La lectura de estas Cartas a Hitler es en sumo grado aleccionadora para alguien como yo, que creció en la más pura y dura etapa del primer franquismo, cuando todavía se seguían dictando y cumpliendo sentencias de muerte contra republicanos. Cuando (como sucedía con la hermana de Hitler) muchas familias desesperadas recurrían a la visita humillante al Pardo, donde residía el Caudillo de España por la gracia de Dios, paladín de Occidente, vencedor de la Cruzada, y Generalísimo de los ejércitos de tierra, mar y aire; y allí, en El Pardo, esas familias –las que obtenían el favor– se postraban ante la hija aún niña del inferiocre dictador, en la ingenua fe de que su intercesión ante el padre podría cambiar la sentencia de muerte que las dejaría viudas y huérfanos. [El escritor español Antonio Martínez Menchén narró en tres densas páginas de su novela pro patria mori, allá por 1980, la esperpéntica ceremonia].
Casi cuarenta años fueron los que Franco gobernó España. Teniendo en cuenta que la fiebre epistolar de los españoles no es tan amarilla como la de los alemanes, difícil será que Franco haya recibido un volumen de correo privado homologable al de Hitler. Pero pueden estar seguros de que lo recibió... con la única excepción de cartas como aquella de la enamorada baronesa –las españolas no son tan masoquistas.

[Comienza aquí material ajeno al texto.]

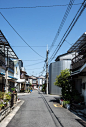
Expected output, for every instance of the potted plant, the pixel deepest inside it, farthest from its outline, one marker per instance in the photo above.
(13, 89)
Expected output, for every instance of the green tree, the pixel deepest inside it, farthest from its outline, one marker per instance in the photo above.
(63, 82)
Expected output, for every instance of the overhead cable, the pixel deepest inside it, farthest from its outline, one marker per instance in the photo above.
(34, 64)
(78, 14)
(62, 23)
(38, 6)
(20, 35)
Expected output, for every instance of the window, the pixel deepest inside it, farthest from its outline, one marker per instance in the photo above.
(16, 70)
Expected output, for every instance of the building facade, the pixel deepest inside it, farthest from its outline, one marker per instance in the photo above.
(62, 62)
(78, 65)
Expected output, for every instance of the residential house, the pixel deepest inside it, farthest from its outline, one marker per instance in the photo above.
(41, 81)
(33, 81)
(78, 65)
(7, 79)
(61, 63)
(19, 73)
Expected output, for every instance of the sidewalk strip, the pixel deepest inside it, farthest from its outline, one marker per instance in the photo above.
(11, 115)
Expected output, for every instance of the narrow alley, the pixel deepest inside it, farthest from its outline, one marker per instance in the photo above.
(38, 110)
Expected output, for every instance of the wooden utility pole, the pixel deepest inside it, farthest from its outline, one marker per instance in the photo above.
(47, 70)
(6, 76)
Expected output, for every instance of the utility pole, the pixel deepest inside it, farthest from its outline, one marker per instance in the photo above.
(47, 70)
(6, 76)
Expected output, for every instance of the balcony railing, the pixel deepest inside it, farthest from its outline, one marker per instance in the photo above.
(78, 62)
(2, 58)
(11, 64)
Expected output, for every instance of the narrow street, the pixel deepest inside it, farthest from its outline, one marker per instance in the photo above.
(38, 110)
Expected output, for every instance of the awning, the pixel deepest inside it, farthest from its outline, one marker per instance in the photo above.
(82, 69)
(5, 47)
(2, 73)
(79, 44)
(12, 77)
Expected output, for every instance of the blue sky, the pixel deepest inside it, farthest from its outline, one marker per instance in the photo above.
(38, 27)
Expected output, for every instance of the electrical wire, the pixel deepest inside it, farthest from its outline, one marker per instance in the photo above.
(20, 35)
(34, 64)
(32, 60)
(78, 14)
(34, 68)
(62, 23)
(38, 6)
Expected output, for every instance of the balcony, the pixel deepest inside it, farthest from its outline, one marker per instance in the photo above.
(2, 58)
(78, 62)
(11, 64)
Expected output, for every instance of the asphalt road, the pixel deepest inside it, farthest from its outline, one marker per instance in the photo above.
(38, 111)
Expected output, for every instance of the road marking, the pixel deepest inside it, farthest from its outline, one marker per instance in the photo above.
(57, 105)
(8, 118)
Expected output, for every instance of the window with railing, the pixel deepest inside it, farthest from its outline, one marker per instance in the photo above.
(79, 60)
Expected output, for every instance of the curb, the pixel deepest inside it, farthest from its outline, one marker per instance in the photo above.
(8, 118)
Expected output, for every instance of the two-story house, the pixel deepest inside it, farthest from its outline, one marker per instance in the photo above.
(33, 81)
(78, 66)
(41, 81)
(7, 79)
(62, 62)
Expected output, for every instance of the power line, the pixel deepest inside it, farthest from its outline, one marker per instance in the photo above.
(32, 60)
(34, 64)
(62, 23)
(68, 42)
(20, 35)
(31, 46)
(38, 6)
(78, 14)
(34, 68)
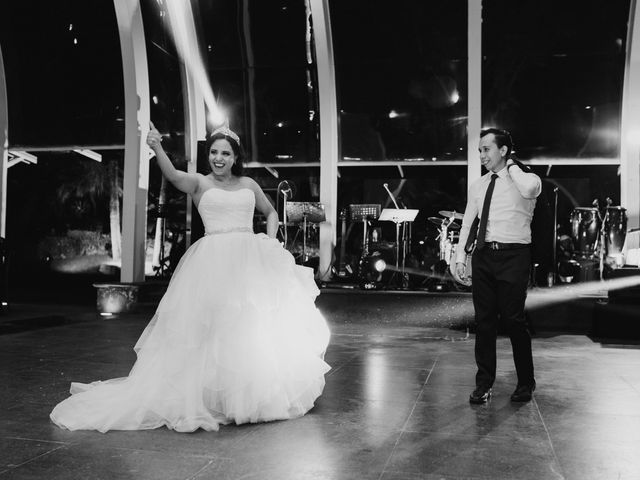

Lo que me pregunto es dónde se hallarán esos archivos. Así como también dónde estarán los archivos equivalentes de Trujillo, de Somoza, de Pinochet, para no hablar de los de Evita, a quien los descamisados adoraban como a un ídolo, en el sentido religioso del término. ¡Qué interesantísima tarea (preñadísima, diría Unamuno) para los historiadores de nuestros países, desempolvar esos archivos y dar a luz unas antologías nacionales de cada historia epistolar de la infamia!